'King Lear' Trailer: Anthony Hopkins Returns To Shakespeare

Anthony Hopkins has appeared in productions of Shakespeare's work on both stage and screen, and now he's bringing his talents to a BBC production of King Lear. You can watch the King Lear trailer below.

King Lear Trailer

Anthony Hopkins can do it all – appear in brilliant costume dramas like Howard's End, and also big, loud, dumb things like Transformers: The Last Knight. He's one of the best actors working today, and the prospect of seeing him return to Shakespeare is too good to pass up. This BBC production of King Lear has surrounded Hopkins with an impressive supporting cast. Emma Thompson, Emily Watson, Jim Broadbent, and Florence Pugh all star in the film, which is helmed by Notes on a Scandal director Richard Eyre.

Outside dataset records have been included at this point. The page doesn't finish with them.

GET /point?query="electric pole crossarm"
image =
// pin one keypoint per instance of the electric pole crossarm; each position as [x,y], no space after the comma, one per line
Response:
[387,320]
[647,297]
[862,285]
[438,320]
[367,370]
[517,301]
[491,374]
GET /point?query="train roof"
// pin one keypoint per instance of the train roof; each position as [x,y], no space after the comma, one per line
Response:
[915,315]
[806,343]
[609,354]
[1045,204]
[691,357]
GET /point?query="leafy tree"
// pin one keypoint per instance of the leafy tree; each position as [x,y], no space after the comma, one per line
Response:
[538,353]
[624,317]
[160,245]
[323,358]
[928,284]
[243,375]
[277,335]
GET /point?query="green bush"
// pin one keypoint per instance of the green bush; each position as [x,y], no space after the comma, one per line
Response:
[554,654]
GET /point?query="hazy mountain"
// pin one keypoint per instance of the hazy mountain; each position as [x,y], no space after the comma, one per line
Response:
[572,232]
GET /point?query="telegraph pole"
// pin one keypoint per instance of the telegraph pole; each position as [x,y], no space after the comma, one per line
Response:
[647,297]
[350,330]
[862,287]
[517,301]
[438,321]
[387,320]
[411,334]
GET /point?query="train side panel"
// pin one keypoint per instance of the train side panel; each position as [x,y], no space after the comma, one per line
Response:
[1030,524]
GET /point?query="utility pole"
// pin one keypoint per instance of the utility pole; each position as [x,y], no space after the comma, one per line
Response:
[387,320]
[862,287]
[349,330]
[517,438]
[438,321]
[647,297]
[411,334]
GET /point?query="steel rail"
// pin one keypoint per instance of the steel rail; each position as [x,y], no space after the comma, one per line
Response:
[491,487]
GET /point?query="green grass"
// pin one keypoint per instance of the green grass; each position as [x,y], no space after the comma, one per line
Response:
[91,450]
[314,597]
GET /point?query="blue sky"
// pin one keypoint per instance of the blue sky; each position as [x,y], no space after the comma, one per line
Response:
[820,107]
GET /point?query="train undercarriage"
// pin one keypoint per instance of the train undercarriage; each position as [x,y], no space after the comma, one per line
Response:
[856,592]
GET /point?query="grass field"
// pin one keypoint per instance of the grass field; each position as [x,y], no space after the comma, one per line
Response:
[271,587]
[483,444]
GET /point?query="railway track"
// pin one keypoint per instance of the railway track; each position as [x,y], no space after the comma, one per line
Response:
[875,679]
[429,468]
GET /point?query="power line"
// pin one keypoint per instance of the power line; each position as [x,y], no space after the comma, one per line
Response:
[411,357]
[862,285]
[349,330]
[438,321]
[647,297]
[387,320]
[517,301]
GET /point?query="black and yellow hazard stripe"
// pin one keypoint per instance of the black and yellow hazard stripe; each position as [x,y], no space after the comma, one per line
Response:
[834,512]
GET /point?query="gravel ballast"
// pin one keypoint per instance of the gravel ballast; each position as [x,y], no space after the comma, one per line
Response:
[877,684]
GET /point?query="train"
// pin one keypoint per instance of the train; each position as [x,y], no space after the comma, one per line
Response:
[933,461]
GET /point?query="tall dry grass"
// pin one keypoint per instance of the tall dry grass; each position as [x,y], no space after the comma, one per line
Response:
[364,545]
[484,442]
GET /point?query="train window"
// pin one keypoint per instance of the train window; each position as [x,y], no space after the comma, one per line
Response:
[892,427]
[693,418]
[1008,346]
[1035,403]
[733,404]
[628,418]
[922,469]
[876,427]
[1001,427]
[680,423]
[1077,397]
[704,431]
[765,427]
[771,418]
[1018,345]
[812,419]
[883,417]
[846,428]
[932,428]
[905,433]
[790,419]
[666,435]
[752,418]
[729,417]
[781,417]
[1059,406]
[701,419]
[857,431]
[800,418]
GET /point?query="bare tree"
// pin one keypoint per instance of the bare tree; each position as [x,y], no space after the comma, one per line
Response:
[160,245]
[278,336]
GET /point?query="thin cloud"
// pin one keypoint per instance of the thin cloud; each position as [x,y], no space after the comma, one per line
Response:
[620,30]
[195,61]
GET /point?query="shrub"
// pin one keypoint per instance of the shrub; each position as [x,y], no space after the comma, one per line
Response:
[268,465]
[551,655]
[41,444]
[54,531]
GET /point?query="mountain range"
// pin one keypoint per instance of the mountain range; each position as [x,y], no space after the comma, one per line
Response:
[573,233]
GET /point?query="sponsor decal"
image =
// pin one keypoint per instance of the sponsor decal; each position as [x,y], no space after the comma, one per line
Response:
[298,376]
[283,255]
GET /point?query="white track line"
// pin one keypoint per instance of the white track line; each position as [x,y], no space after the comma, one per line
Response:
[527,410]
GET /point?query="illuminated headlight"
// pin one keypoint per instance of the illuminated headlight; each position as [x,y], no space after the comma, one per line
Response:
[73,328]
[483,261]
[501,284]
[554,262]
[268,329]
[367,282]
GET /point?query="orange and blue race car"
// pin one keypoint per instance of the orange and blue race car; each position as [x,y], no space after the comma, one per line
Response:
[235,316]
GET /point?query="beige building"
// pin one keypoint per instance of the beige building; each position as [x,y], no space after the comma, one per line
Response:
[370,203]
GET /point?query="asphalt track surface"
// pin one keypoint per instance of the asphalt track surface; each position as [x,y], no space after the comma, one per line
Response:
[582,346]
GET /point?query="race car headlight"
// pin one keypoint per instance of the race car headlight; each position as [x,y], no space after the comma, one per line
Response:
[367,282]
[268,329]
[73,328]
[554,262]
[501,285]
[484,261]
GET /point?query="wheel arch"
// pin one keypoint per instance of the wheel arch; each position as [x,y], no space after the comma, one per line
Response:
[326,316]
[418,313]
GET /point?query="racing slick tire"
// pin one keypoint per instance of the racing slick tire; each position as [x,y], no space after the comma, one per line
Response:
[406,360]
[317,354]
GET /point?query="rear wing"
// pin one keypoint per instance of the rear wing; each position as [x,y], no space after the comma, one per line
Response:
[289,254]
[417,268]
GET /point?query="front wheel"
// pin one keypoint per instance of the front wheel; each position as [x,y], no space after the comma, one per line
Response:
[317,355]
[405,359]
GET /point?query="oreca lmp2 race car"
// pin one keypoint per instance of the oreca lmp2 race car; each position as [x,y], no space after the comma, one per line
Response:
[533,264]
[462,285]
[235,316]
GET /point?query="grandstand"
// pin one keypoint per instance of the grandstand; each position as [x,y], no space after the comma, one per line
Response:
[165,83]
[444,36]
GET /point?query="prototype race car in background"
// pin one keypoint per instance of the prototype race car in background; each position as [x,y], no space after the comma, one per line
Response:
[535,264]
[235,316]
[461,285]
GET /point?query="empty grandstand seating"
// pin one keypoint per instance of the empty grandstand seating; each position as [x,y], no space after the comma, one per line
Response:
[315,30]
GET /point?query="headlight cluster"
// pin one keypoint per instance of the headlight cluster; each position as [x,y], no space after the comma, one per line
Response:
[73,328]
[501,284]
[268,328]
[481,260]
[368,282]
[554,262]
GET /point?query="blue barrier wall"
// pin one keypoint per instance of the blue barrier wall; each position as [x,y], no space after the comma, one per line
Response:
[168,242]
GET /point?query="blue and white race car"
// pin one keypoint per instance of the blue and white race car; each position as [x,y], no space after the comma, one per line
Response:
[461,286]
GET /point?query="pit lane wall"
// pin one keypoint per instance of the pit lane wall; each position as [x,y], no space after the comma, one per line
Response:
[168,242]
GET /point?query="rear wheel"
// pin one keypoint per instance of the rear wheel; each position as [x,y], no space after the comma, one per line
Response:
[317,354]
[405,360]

King Lear focuses on the aging King of Britain, who attempts to avoid conflict by dividing kingdom between his three daughters.

"I did Lear about 30 years ago with David Hare, at the National Theatre," Hopkins said in a recent interview. "It was a wonderful production but I think I was too young. I didn't get it right." Hopkins added:

"I wanted to do him as a fast, furious old man who is incapable of love...He has never felt love. I feel that in his early life, he was deeply hurt and savaged by some awful emotional calamity and he turned his ire on the human race and his three daughters...He was a very over-stern father who made his daughters into the creatures they were. Even with Cordelia – he only felt comfortable if she was a tomboy. A masculine girl. He treated her like a boy. That was my subtext, if you want. The other two daughters... he didn't even like them. And that happens with families. You don't have to like your family. Children don't like their fathers, you don't have to love each other..."

King Lear is now available to watch on BBC.

The 80-year-old King Lear divides his kingdom among his daughters, Goneril, Regan and Cordelia, according to their affection for him. Cordelia refuses to flatter him, so he banishes her. Having acquired power, Goneril and Regan expel their father from their homes. At the same time, Lear's prime minister, Gloucester, is betrayed by his son Edmund and his other son, Edgar, is forced to go into hiding. Lear becomes mad, Gloucester is blinded: both the kingdom and the family collapse into chaos and warfare. Lear and Cordelia are reunited – for a brief moment love reigns, then tragedy descends.